The pandemic has highlighted the importance of improving the way care is delivered to maximize limited resources, including screening and treatment. While SPA and an ePA platform will not on their own solve the significant backlog of undiagnosed and under-treated cancer patients created by the pandemic, they are working to deliver solutions that will create administrative efficiencies to free up valuable time for PA stakeholders, reducing the time oncologists, drug access navigators and patient support programs spend on navigating the complex, and largely manual PA process. For practitioners, this means they have more time to be face to face with patients, delivering diagnosis and treatment rather than administrative functions and advocating for treatment.

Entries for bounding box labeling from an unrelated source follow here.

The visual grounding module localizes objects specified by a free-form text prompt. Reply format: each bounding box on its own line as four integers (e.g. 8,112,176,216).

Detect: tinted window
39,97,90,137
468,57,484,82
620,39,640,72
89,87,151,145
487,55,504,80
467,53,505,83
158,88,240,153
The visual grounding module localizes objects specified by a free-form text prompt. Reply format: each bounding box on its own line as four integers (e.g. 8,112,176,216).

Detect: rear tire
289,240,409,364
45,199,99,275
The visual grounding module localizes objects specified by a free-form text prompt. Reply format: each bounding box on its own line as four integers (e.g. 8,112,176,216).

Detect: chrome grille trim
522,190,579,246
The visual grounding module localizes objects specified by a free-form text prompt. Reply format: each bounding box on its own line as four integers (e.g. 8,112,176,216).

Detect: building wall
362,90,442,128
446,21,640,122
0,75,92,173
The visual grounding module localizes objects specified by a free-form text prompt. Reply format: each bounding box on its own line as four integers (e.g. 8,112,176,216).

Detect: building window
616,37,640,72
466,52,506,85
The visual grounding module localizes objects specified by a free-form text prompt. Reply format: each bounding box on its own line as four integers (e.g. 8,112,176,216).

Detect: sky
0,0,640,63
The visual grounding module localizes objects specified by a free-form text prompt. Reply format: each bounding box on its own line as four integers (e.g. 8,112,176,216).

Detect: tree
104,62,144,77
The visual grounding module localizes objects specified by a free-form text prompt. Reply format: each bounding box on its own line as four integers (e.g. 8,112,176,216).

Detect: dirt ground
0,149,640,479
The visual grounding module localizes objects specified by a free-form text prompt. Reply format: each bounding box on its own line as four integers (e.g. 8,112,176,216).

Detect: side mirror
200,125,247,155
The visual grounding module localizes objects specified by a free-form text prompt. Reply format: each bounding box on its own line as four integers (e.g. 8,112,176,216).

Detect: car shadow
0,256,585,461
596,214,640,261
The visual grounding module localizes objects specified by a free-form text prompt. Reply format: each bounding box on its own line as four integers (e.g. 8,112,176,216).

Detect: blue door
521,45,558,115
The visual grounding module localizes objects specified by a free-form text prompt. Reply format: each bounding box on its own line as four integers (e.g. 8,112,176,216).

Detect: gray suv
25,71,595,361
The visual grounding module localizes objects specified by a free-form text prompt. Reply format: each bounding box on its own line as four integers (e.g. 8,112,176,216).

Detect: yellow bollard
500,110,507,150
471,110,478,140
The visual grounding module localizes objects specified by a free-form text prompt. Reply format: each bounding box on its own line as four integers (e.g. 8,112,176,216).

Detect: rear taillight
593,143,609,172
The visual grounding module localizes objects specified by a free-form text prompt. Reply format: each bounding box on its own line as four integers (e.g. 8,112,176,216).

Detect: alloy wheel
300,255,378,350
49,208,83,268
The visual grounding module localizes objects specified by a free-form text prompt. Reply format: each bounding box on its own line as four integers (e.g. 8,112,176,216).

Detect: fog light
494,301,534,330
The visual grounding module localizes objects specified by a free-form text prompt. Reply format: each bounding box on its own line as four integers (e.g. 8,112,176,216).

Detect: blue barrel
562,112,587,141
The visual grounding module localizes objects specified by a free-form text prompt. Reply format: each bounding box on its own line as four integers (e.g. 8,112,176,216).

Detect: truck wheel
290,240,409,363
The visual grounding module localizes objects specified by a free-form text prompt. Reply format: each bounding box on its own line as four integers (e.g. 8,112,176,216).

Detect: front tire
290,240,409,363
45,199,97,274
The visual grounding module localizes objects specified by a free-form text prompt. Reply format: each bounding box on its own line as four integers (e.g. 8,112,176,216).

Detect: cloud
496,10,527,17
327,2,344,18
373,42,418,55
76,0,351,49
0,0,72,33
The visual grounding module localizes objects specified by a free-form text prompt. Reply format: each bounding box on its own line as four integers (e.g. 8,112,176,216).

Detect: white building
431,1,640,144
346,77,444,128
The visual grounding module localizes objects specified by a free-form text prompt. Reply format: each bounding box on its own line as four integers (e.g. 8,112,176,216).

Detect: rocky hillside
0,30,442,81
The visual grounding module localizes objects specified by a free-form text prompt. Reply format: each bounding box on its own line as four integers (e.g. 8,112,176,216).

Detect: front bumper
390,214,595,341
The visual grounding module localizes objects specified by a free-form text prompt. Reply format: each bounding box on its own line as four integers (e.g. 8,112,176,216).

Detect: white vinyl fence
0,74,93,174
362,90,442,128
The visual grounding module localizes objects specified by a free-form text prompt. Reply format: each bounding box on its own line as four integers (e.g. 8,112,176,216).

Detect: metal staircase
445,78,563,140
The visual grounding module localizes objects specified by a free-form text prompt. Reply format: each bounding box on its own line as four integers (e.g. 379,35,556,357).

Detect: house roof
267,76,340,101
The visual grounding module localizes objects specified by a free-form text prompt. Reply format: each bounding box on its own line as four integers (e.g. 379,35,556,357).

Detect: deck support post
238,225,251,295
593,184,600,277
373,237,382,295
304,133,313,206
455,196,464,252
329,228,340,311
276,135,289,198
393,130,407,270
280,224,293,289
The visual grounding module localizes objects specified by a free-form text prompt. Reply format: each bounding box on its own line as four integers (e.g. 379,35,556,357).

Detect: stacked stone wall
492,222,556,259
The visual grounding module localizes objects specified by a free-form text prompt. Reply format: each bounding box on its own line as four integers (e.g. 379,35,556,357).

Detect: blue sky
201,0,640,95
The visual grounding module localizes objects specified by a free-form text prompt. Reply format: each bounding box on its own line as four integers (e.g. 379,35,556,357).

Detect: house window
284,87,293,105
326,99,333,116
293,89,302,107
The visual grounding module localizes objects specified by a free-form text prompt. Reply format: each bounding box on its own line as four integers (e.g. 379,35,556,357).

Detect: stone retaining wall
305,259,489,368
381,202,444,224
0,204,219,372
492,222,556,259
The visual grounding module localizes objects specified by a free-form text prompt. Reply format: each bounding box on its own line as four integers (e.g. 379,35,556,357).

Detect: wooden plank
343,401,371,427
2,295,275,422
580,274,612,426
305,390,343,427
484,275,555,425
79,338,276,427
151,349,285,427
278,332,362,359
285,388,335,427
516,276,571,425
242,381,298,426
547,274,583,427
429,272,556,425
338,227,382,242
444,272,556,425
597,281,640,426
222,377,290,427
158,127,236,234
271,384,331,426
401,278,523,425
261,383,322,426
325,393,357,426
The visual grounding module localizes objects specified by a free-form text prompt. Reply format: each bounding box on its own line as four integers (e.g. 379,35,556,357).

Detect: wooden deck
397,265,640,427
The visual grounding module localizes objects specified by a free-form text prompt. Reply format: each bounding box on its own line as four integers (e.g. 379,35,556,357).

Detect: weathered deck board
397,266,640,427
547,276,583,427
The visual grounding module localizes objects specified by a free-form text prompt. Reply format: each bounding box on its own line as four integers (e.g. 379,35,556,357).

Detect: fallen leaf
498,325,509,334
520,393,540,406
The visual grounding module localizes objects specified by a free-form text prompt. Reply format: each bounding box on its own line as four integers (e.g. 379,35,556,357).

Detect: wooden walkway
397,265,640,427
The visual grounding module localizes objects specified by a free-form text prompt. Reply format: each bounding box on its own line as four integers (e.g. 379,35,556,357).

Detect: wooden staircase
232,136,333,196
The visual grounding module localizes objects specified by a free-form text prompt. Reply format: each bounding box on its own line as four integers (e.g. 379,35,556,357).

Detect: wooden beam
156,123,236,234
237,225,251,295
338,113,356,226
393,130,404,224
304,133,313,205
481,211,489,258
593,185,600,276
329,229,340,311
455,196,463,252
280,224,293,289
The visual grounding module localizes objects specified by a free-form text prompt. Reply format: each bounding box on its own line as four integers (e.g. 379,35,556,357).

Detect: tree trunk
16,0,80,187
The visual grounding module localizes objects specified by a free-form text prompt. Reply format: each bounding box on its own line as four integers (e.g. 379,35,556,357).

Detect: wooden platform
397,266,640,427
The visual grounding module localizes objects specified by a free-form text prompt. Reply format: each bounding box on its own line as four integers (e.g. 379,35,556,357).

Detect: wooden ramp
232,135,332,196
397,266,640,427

Introducing a more integrated claims process between stakeholders could make a big difference to patients, but stakeholders are often reluctant to collaborate because of the time and resources it can take to make changes or because of competitive pressures. If the pandemic has proved one thing, it is that we must all work together to deliver better care for patients.

In fall 2021 the SPA initiative is moving forward into its next phase. An ePA pilot will deliver an integrated experience for stakeholders, and a not-for-profit online resource will create a forum to provide additional insights to PA stakeholders on the PA process. All stakeholders are invited to the table.

We can and we must do better. When we do, we all benefit.